Graphene neighbor-shell hoppings#
This graphene model calculation illustrates a case where one can use TBModel.set_nn_hops to set the n’th nearest neighbor hoppings.
from pythtb import TBModel, Lattice
import numpy as np
lat_vecs = [[1, 0], [1 / 2, np.sqrt(3) / 2]]
orb_vecs = [[1 / 3, 1 / 3], [2 / 3, 2 / 3]]
lat = Lattice(lat_vecs, orb_vecs, periodic_dirs=[0, 1])
First nearest neighbor hopping#
For reference, we first create a graphene tight-binding model with only nearest neighbor hoppings.
nn_model = TBModel(lat)
shell_hops = {1: -np.exp(-1)}
nn_model.set_shell_hops(shell_hops=shell_hops, mode="set")
N’th neighbor hopping#
We will now create a graphene tight-binding model and set the hopping amplitudes for the first five nearest neighbors. To do this we will use the set_shell_hops method of the TBModel class. This method takes a dictionary where the keys are the shell numbers (1 for nearest neighbor, 2 for next nearest neighbor, etc.) and the values are the hopping amplitudes.
model = TBModel(lat)
N = 5
shell_hops = {i + 1: -np.exp(-i) for i in range(N)}
model.set_shell_hops(shell_hops=shell_hops, mode="set")
print(model)
The visualize method will allow us to see the connectivity of the model after setting the hoppings.
model.visualize()
(<Figure size 800x800 with 1 Axes>, <Axes: xlabel='x', ylabel='y'>)
Lastly, we will plot the band structure of the model to see the effects of including up to the 5th nearest neighbor hoppings. We expect to see modifications in the band structure as we include more distant neighbor interactions.

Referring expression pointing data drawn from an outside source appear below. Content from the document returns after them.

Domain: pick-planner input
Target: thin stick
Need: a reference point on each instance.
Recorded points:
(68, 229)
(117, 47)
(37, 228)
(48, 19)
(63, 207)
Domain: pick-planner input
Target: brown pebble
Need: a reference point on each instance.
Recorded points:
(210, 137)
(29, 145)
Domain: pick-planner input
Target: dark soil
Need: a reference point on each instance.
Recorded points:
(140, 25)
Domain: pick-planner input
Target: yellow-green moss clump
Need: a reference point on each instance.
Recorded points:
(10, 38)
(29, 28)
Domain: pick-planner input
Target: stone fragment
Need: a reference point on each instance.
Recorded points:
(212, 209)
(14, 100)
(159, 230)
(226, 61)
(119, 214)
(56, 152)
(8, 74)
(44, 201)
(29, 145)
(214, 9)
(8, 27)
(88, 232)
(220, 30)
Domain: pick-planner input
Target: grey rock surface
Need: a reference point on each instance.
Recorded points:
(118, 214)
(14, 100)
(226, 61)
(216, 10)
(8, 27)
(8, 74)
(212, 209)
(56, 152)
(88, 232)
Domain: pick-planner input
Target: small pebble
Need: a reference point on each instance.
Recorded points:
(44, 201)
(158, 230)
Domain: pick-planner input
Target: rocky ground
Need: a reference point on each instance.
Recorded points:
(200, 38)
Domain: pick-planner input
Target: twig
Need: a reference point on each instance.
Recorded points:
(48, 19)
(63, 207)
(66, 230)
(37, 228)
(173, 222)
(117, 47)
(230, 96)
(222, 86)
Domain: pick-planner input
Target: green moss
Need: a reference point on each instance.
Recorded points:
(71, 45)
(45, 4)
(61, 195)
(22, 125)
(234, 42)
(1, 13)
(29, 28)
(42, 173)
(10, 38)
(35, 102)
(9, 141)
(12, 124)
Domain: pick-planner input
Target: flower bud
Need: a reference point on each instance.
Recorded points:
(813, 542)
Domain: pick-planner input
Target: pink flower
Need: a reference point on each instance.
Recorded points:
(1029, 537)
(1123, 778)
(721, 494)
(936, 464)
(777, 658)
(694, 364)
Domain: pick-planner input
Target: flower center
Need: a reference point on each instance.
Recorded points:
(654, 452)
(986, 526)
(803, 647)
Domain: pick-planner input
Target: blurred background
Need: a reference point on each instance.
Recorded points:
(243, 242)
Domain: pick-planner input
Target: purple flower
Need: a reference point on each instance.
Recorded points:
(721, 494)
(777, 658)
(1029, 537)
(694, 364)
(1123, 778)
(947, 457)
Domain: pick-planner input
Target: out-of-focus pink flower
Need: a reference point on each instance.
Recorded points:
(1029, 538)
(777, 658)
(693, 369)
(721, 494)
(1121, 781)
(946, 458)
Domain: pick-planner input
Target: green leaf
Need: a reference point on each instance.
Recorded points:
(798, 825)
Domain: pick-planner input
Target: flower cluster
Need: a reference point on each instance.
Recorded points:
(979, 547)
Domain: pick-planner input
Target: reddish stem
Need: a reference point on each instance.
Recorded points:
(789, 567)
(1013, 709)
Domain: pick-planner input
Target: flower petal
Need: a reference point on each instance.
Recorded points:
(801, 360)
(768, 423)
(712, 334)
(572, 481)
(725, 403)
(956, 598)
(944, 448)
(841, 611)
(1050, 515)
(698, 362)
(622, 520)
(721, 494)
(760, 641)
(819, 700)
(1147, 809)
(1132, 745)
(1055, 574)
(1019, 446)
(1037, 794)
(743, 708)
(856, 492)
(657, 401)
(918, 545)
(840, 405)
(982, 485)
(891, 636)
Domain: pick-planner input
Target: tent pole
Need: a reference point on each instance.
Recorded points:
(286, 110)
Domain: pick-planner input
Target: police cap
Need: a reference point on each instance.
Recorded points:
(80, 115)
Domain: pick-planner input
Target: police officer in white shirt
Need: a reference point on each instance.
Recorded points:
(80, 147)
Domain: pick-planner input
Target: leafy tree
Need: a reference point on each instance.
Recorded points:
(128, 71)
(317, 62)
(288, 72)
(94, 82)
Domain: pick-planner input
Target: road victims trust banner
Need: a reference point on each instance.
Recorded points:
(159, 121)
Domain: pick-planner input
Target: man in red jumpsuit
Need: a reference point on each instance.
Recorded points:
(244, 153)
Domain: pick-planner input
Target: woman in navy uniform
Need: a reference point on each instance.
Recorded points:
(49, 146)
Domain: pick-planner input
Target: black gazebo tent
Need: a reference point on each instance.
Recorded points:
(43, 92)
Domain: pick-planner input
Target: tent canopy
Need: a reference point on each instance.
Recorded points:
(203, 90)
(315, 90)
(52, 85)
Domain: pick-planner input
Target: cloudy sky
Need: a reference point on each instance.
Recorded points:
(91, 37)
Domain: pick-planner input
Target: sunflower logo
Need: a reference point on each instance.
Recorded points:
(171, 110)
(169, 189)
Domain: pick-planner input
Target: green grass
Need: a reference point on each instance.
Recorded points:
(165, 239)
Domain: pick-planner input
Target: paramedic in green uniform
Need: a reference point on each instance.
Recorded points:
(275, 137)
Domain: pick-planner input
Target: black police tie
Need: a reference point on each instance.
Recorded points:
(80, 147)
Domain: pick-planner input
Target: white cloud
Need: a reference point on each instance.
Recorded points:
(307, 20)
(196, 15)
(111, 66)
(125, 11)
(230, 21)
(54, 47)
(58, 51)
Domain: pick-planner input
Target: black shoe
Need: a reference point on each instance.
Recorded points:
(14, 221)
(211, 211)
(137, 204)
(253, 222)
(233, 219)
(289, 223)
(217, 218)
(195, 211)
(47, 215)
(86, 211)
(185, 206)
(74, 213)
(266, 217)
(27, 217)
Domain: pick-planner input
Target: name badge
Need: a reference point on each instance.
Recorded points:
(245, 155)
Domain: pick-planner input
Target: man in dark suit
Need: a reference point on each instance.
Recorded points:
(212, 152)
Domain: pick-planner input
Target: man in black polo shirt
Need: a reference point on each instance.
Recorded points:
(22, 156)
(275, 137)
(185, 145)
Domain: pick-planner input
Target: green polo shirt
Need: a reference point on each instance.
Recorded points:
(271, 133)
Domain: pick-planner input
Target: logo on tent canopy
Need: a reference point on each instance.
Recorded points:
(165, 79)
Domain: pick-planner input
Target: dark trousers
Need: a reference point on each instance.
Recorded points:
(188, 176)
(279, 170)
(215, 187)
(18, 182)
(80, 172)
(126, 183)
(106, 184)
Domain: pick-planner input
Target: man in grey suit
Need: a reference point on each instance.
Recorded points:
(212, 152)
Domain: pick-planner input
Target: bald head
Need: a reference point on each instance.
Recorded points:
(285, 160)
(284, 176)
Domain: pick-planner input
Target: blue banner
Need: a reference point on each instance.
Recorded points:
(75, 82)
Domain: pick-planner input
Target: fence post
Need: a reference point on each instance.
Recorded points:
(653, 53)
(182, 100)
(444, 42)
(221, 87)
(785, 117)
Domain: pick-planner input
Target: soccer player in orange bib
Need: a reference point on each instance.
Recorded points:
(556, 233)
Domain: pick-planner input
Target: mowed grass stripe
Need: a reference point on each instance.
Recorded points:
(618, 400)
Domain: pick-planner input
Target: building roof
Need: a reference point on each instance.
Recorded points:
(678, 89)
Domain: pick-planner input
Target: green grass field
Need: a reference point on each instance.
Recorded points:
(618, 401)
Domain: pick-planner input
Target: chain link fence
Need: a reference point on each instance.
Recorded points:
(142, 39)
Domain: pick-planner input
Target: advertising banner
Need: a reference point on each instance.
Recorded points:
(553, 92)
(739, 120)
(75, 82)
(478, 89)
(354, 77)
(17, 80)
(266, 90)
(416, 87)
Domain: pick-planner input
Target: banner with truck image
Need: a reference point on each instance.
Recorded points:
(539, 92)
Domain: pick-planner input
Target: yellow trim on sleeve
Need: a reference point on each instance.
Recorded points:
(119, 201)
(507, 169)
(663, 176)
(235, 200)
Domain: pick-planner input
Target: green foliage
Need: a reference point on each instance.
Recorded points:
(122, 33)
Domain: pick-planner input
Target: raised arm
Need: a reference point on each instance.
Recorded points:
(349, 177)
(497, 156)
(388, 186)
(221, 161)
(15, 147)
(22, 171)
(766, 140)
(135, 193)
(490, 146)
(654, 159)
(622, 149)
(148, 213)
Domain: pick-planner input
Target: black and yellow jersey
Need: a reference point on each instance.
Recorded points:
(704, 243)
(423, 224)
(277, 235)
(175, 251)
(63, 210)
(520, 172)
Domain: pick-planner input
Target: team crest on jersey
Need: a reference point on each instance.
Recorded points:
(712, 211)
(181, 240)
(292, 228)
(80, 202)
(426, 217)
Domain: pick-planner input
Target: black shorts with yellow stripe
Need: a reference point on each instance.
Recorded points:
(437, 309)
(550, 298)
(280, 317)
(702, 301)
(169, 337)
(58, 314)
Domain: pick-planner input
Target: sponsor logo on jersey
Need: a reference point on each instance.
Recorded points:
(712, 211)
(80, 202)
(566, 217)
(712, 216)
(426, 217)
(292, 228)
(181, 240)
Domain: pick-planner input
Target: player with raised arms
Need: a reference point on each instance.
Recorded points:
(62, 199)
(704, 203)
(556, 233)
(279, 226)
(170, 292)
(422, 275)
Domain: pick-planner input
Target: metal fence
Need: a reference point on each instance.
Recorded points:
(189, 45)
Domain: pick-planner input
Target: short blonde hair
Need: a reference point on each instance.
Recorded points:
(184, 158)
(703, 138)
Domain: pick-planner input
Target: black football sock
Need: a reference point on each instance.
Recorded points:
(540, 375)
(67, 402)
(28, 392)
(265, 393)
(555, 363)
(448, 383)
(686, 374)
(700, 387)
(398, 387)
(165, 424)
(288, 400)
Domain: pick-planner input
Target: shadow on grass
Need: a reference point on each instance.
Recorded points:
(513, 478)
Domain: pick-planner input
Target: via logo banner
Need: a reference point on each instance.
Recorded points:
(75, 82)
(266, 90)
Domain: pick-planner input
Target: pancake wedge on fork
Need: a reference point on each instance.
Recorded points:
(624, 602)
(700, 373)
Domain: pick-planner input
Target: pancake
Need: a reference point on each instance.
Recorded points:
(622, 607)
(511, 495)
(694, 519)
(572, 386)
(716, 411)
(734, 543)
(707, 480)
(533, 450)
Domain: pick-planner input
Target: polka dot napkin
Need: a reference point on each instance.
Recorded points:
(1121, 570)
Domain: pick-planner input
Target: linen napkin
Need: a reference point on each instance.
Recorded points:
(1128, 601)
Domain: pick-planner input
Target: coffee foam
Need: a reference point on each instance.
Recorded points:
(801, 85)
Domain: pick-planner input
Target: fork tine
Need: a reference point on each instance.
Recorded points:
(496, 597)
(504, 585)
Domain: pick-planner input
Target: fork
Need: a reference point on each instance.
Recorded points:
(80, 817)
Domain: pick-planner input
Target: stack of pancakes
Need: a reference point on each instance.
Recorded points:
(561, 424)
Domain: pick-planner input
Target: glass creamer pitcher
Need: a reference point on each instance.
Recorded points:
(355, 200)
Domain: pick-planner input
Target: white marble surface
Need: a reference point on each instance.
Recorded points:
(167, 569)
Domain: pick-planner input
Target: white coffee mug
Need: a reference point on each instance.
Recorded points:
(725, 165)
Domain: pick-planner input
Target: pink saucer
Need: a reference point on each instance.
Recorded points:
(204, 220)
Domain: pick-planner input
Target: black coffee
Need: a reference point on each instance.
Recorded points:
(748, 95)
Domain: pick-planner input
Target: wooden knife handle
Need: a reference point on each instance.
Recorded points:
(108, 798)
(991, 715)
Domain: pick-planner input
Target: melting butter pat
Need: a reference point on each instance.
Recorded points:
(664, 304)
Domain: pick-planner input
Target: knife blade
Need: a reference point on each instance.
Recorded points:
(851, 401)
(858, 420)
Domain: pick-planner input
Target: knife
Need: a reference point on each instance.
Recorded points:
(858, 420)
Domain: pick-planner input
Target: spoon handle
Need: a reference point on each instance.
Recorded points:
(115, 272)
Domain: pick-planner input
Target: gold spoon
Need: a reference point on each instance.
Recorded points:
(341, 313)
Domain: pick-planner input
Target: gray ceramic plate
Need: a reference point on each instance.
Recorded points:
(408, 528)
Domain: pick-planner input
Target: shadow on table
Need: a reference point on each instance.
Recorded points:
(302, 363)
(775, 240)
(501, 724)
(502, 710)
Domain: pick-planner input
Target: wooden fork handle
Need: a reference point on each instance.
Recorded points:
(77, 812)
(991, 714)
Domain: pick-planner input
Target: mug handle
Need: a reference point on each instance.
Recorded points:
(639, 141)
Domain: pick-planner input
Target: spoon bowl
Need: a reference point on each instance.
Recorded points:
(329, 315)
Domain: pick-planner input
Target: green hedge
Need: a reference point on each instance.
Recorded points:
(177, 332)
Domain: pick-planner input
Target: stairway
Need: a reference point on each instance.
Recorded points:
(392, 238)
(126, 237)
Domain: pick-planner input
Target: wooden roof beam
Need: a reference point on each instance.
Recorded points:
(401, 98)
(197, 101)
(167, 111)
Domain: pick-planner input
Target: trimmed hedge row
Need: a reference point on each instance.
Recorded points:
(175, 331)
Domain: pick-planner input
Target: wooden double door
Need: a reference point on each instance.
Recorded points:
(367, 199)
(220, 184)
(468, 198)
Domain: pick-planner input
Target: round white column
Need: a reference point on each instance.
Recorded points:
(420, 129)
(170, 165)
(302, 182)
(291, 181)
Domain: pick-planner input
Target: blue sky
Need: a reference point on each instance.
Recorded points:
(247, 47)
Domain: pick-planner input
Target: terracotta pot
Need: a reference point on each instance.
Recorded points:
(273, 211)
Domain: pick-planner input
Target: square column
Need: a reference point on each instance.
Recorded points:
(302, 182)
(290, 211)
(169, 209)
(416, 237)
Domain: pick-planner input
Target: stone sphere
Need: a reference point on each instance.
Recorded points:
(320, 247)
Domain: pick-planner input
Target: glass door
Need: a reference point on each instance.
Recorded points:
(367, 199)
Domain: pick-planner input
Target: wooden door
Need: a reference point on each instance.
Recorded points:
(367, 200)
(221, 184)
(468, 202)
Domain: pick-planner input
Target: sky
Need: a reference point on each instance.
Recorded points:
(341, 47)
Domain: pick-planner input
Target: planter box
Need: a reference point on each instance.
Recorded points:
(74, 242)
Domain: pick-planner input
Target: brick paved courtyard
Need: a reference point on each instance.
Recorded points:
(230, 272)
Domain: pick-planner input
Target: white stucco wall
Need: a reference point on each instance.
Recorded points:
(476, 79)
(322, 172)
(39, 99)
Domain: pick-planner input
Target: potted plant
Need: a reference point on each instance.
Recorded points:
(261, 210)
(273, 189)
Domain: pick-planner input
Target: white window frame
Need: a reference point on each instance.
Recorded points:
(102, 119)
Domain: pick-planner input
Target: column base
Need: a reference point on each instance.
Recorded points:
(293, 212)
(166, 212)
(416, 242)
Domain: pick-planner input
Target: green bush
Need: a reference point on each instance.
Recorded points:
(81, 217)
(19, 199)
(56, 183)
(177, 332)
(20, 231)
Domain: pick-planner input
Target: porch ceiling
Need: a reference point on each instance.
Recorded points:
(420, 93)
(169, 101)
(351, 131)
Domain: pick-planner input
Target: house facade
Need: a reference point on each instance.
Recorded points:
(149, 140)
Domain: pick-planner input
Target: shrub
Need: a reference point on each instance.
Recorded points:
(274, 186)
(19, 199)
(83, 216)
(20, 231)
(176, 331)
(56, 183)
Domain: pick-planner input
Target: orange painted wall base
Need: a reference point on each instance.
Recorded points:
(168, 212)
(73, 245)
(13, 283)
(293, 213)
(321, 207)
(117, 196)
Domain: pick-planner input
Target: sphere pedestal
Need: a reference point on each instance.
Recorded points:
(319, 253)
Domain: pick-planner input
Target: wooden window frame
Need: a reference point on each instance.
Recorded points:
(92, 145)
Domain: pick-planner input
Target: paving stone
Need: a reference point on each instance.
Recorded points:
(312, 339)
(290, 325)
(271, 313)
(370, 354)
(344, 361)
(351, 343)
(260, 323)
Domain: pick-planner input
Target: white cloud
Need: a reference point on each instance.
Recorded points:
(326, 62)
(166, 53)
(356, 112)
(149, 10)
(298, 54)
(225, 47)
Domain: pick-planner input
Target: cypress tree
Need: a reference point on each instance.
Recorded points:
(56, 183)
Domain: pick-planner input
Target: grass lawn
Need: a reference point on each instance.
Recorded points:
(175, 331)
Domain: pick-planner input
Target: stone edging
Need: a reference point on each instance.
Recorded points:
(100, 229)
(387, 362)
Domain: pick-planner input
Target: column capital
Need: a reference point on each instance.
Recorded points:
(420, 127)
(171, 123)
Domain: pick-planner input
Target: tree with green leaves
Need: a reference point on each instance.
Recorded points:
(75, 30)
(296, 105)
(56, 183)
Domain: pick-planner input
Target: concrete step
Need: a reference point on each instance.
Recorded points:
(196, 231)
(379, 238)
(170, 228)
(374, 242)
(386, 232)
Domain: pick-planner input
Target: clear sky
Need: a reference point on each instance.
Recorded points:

path = [[0, 0], [2 / 3, 1 / 3], [1 / 2, 1 / 2], [0, 0]]
label = (r"$\Gamma $", r"$K$", r"$M$", r"$\Gamma $")
nk = 100
fig, ax = nn_model.plot_bands(path, label, nk, bands_label="NN", fig=None, ax=None)
model.plot_bands(
path, label, nk, bands_label=f"{N}'th NN", fig=fig, ax=ax, ls="--", lc="r"
)
ax.set_title("Graphene Tight-Binding Model")
Text(0.5, 1.0, 'Graphene Tight-Binding Model')